Sans ajouter un mot, il lança sa jument au trot pour ne plus avoir à supporter leur discussion. Il était conscient de son handicap, mais il ne s’était jamais senti autant à sa place. C’était gentil que Flopin s’inquiète pour lui, mais il n’aimait pas qu’on ne voie en lui que son infirmité. Garnel l’avait toujours utilisé comme une arme, il ne s’était jamais soucié de son bienêtre ou de sa santé. Andzrev aurait préféré qu’il en soit de même pour ses alliés. Il n’aimait pas qu’on le pense faible ou incapable.
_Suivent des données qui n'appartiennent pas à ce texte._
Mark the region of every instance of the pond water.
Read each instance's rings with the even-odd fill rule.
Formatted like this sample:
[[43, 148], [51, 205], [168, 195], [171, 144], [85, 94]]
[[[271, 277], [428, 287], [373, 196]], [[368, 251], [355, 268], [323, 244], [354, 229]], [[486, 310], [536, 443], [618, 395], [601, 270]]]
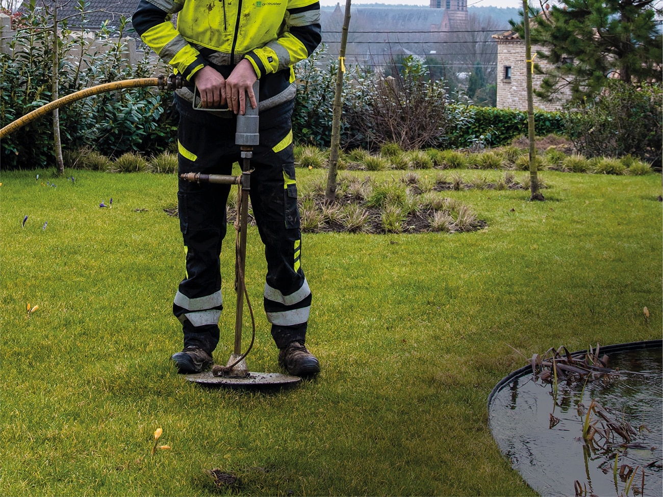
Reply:
[[[551, 496], [663, 495], [663, 349], [658, 343], [610, 353], [608, 366], [618, 369], [619, 376], [607, 385], [600, 380], [560, 382], [556, 398], [552, 384], [541, 382], [530, 369], [493, 392], [491, 431], [532, 488]], [[585, 416], [578, 404], [586, 412], [593, 400], [613, 421], [630, 424], [630, 441], [612, 432], [607, 439], [597, 435], [585, 443]], [[597, 421], [599, 429], [607, 424], [594, 411], [589, 419]], [[615, 457], [621, 470], [617, 474]]]

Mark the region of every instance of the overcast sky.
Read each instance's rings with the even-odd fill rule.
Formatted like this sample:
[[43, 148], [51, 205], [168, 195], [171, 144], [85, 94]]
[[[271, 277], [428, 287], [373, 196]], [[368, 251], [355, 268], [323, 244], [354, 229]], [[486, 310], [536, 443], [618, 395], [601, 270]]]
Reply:
[[[341, 4], [341, 7], [345, 6], [345, 0], [320, 0], [321, 5], [335, 5]], [[361, 5], [363, 3], [386, 3], [392, 5], [430, 5], [428, 0], [352, 0], [353, 5]], [[522, 0], [467, 0], [467, 7], [512, 7], [516, 9], [522, 8]]]

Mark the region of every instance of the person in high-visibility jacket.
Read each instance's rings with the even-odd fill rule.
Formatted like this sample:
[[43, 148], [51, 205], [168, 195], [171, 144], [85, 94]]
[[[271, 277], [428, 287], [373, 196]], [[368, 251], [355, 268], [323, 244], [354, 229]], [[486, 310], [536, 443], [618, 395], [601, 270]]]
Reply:
[[[251, 159], [250, 195], [265, 246], [265, 309], [281, 366], [291, 374], [317, 374], [320, 362], [304, 345], [311, 291], [301, 265], [290, 118], [296, 91], [292, 66], [320, 42], [319, 3], [139, 0], [132, 22], [141, 39], [200, 93], [200, 101], [186, 87], [175, 95], [180, 173], [230, 174], [240, 156], [235, 115], [243, 114], [247, 105], [259, 105], [260, 144]], [[253, 85], [257, 79], [257, 99]], [[203, 109], [194, 109], [194, 101]], [[206, 110], [226, 105], [231, 111]], [[229, 190], [180, 180], [186, 273], [173, 312], [182, 324], [184, 348], [171, 359], [182, 373], [211, 366], [219, 341], [219, 256]]]

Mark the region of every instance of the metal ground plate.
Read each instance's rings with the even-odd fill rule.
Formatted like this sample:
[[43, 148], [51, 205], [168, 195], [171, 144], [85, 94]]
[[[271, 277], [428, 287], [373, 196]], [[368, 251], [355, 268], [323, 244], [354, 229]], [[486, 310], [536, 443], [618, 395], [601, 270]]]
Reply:
[[225, 378], [215, 376], [211, 371], [196, 374], [187, 374], [186, 379], [199, 385], [210, 387], [229, 387], [231, 388], [278, 388], [292, 386], [300, 381], [299, 376], [291, 376], [279, 373], [249, 372], [247, 378]]

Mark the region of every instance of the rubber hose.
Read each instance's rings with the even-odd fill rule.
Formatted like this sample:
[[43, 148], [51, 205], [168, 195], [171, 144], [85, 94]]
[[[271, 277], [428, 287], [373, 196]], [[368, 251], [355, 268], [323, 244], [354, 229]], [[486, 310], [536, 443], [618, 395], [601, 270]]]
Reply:
[[124, 80], [123, 81], [116, 81], [113, 83], [106, 83], [103, 85], [92, 86], [90, 88], [82, 89], [76, 93], [68, 95], [66, 97], [58, 98], [50, 103], [42, 105], [38, 109], [35, 109], [30, 113], [20, 117], [16, 121], [10, 123], [2, 129], [0, 129], [0, 139], [5, 138], [7, 135], [13, 133], [17, 129], [22, 128], [29, 123], [31, 123], [35, 119], [39, 119], [55, 109], [59, 109], [63, 105], [75, 102], [93, 95], [103, 93], [106, 91], [113, 91], [127, 88], [139, 88], [145, 86], [158, 86], [160, 84], [160, 79], [158, 78], [140, 78], [135, 80]]

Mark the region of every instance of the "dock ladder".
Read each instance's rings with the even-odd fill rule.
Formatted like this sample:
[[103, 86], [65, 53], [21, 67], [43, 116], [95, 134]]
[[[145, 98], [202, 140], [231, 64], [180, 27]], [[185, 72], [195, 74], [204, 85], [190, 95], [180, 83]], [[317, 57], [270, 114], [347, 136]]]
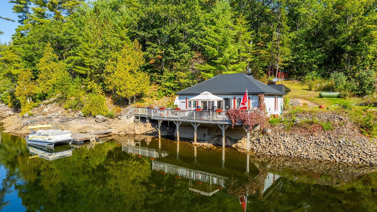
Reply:
[[94, 134], [93, 132], [87, 132], [86, 134], [88, 135], [88, 137], [89, 138], [89, 140], [90, 141], [90, 143], [89, 144], [89, 146], [88, 146], [88, 149], [90, 148], [90, 147], [93, 149], [94, 148], [94, 146], [95, 145], [95, 137], [94, 136]]

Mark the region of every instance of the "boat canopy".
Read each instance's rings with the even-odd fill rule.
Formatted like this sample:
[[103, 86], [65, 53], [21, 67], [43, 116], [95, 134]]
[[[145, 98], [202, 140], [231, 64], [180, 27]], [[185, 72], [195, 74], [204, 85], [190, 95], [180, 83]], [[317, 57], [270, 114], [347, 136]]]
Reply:
[[35, 128], [52, 128], [52, 125], [51, 124], [44, 124], [43, 125], [35, 125], [35, 126], [30, 126], [28, 128], [29, 130], [31, 130], [31, 129], [35, 129]]

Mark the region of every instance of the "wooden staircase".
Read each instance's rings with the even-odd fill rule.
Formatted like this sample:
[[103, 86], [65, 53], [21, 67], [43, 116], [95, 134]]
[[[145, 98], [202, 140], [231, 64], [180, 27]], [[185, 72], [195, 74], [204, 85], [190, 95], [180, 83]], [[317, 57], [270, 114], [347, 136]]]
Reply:
[[134, 111], [133, 107], [129, 106], [122, 111], [122, 118], [120, 120], [112, 124], [110, 128], [113, 129], [114, 134], [118, 133], [124, 128], [133, 123]]

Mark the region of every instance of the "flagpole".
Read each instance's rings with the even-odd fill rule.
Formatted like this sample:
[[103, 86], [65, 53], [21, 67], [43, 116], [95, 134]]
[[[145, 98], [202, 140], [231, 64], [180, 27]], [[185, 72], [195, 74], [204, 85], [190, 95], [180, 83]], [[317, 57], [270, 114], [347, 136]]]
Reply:
[[247, 89], [246, 89], [246, 105], [247, 107], [247, 110], [249, 110], [249, 98], [247, 97]]

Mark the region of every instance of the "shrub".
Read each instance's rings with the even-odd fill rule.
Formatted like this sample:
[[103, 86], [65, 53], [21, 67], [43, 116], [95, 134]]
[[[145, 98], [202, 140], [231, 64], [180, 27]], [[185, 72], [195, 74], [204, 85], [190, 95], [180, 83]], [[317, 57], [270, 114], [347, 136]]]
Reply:
[[323, 129], [324, 131], [332, 130], [334, 129], [334, 127], [333, 126], [333, 123], [329, 121], [325, 122], [324, 123], [321, 122], [320, 124], [322, 125], [322, 128]]
[[357, 82], [357, 88], [355, 91], [355, 93], [360, 96], [373, 94], [375, 91], [374, 86], [376, 83], [375, 75], [374, 72], [371, 70], [362, 70], [359, 71], [355, 76], [355, 80]]
[[339, 104], [342, 108], [345, 110], [351, 110], [352, 109], [352, 106], [348, 103], [343, 103], [343, 104]]
[[273, 125], [278, 124], [282, 122], [282, 119], [280, 118], [275, 118], [273, 117], [271, 119], [268, 120], [268, 122]]
[[108, 111], [105, 97], [94, 93], [89, 95], [87, 102], [81, 111], [85, 116], [95, 116], [99, 115], [106, 116]]
[[113, 118], [114, 117], [115, 117], [115, 111], [112, 110], [110, 110], [109, 111], [107, 112], [107, 117], [109, 118]]
[[363, 134], [377, 138], [377, 114], [371, 112], [366, 113], [361, 118], [360, 126]]
[[288, 97], [284, 96], [283, 97], [283, 109], [284, 111], [287, 111], [289, 108], [289, 98]]

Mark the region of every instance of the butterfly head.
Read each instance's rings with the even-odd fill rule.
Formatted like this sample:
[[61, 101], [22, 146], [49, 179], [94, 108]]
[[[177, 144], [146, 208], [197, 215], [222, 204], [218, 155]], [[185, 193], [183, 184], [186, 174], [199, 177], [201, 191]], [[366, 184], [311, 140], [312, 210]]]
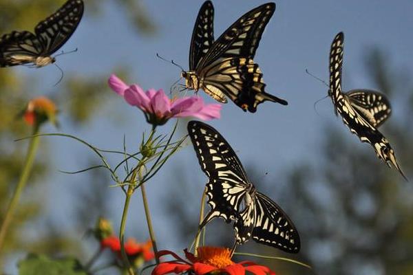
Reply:
[[185, 78], [185, 86], [188, 89], [198, 91], [200, 89], [199, 78], [194, 72], [181, 72], [181, 77]]

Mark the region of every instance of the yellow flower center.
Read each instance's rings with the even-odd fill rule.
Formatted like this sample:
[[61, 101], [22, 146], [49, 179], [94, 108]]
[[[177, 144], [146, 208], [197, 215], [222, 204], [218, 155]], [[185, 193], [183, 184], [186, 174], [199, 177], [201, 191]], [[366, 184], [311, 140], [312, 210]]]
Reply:
[[231, 250], [226, 248], [215, 248], [204, 246], [198, 248], [196, 261], [214, 266], [217, 268], [224, 268], [234, 263], [231, 261]]

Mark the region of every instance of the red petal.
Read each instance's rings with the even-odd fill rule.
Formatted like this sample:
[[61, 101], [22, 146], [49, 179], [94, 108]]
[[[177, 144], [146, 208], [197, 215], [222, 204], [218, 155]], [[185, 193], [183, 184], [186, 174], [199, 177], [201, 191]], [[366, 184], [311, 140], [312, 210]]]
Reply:
[[234, 265], [231, 265], [227, 266], [225, 268], [223, 268], [222, 270], [227, 272], [229, 275], [244, 275], [245, 274], [245, 267], [239, 263], [235, 263]]
[[218, 268], [212, 265], [206, 265], [201, 263], [195, 263], [193, 264], [193, 271], [197, 275], [203, 275], [212, 271], [217, 270]]
[[176, 263], [161, 263], [152, 270], [152, 275], [163, 275], [169, 273], [181, 273], [191, 269], [191, 265]]
[[165, 255], [171, 255], [172, 256], [173, 258], [176, 258], [178, 261], [180, 261], [182, 263], [185, 263], [187, 264], [191, 264], [190, 263], [188, 263], [187, 261], [186, 261], [185, 260], [184, 260], [183, 258], [182, 258], [181, 257], [180, 257], [179, 256], [178, 256], [176, 254], [173, 253], [171, 251], [169, 250], [160, 250], [158, 252], [158, 257], [160, 258], [162, 256]]

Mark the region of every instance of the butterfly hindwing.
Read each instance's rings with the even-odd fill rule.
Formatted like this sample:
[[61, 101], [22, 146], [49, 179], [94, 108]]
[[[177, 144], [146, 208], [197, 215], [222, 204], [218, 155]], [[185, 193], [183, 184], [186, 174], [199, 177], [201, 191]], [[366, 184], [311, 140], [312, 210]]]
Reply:
[[354, 108], [374, 127], [378, 128], [390, 116], [390, 102], [375, 91], [357, 89], [346, 93]]
[[213, 43], [213, 6], [206, 1], [198, 12], [189, 49], [189, 69], [194, 70]]
[[[201, 223], [220, 217], [234, 221], [235, 243], [251, 237], [257, 242], [289, 252], [299, 250], [299, 237], [293, 223], [271, 199], [256, 191], [241, 162], [225, 139], [203, 122], [191, 121], [188, 132], [206, 184], [211, 211]], [[276, 229], [277, 228], [277, 229]]]
[[300, 249], [298, 232], [288, 217], [271, 199], [256, 193], [255, 224], [253, 239], [267, 245], [297, 253]]
[[[388, 100], [381, 94], [379, 98], [375, 92], [364, 91], [364, 96], [362, 96], [359, 91], [351, 91], [349, 94], [343, 94], [341, 91], [343, 41], [344, 34], [342, 32], [337, 34], [331, 44], [330, 52], [330, 90], [335, 110], [341, 116], [343, 122], [352, 133], [357, 135], [361, 142], [370, 143], [377, 157], [389, 166], [394, 166], [407, 180], [388, 140], [376, 128], [388, 116], [385, 115], [385, 110], [384, 112], [379, 111], [378, 106], [389, 111]], [[364, 108], [365, 106], [368, 107]], [[370, 110], [372, 106], [372, 113]], [[368, 116], [369, 113], [372, 116]]]

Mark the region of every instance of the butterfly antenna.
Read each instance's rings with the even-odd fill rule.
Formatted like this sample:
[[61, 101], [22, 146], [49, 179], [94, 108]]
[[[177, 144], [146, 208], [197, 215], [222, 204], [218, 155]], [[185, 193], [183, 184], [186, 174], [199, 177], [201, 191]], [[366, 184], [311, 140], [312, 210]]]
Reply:
[[61, 71], [61, 77], [59, 79], [59, 81], [56, 82], [56, 84], [54, 85], [53, 86], [57, 85], [59, 83], [60, 83], [60, 82], [62, 80], [62, 79], [63, 79], [63, 70], [60, 67], [59, 67], [59, 65], [57, 64], [54, 63], [54, 65], [59, 69], [59, 71]]
[[57, 54], [54, 57], [57, 57], [59, 56], [61, 56], [61, 55], [66, 54], [72, 54], [72, 52], [77, 52], [77, 47], [76, 49], [74, 49], [74, 50], [73, 50], [72, 51], [69, 51], [69, 52], [65, 52], [62, 51], [62, 52], [61, 52], [60, 54]]
[[308, 72], [308, 70], [307, 69], [306, 69], [306, 72], [308, 74], [309, 74], [310, 76], [313, 76], [313, 78], [315, 78], [315, 79], [317, 79], [317, 80], [319, 80], [319, 81], [321, 81], [321, 82], [322, 82], [323, 83], [324, 83], [324, 85], [325, 85], [326, 86], [327, 86], [328, 87], [330, 87], [328, 86], [328, 84], [327, 84], [327, 82], [326, 82], [326, 81], [323, 80], [322, 80], [321, 78], [318, 78], [318, 77], [315, 76], [314, 74], [311, 74], [310, 72]]
[[180, 68], [181, 69], [181, 71], [184, 71], [184, 68], [182, 68], [182, 67], [180, 65], [176, 64], [175, 62], [173, 62], [173, 60], [171, 60], [169, 61], [169, 60], [164, 58], [163, 57], [162, 57], [161, 56], [159, 55], [159, 54], [156, 53], [156, 57], [158, 57], [158, 58], [167, 62], [168, 63], [171, 63], [173, 64], [174, 65], [176, 65], [176, 67], [178, 67], [178, 68]]
[[326, 99], [328, 97], [328, 95], [322, 97], [321, 98], [319, 99], [318, 100], [317, 100], [315, 102], [314, 102], [314, 104], [313, 105], [313, 107], [314, 108], [314, 111], [315, 111], [315, 113], [317, 113], [317, 115], [319, 115], [319, 116], [321, 116], [321, 115], [319, 113], [318, 111], [317, 111], [317, 108], [315, 107], [315, 106], [317, 105], [317, 104], [318, 102], [319, 102], [320, 101], [321, 101], [324, 99]]

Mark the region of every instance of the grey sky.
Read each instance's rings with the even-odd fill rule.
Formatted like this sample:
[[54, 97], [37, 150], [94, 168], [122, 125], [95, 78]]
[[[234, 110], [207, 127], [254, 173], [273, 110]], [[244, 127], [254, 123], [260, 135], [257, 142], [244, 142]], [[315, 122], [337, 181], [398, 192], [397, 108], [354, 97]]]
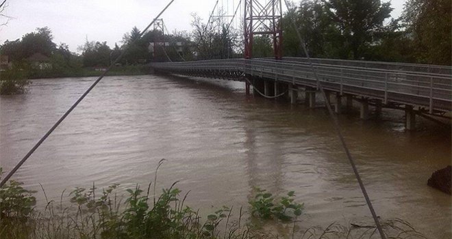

Il participerait à cette guerre qu’on le veuille ou non. C’était en partie de sa faute si les frères Agape avaient cette position, il serait là pour réparer ses erreurs.
_Tu défends toujours aussi vigoureusement tes amis ? demanda Sophya en rejoignant la grotte aux côtés de Flopin.
_Je protège ceux que j’aime, se défendit-il boudeur.
_Dans ce cas-là, nous avons un point en commun ! lui cria Sophya alors qu’il s’éloignait à grands pas pour rattraper son ami.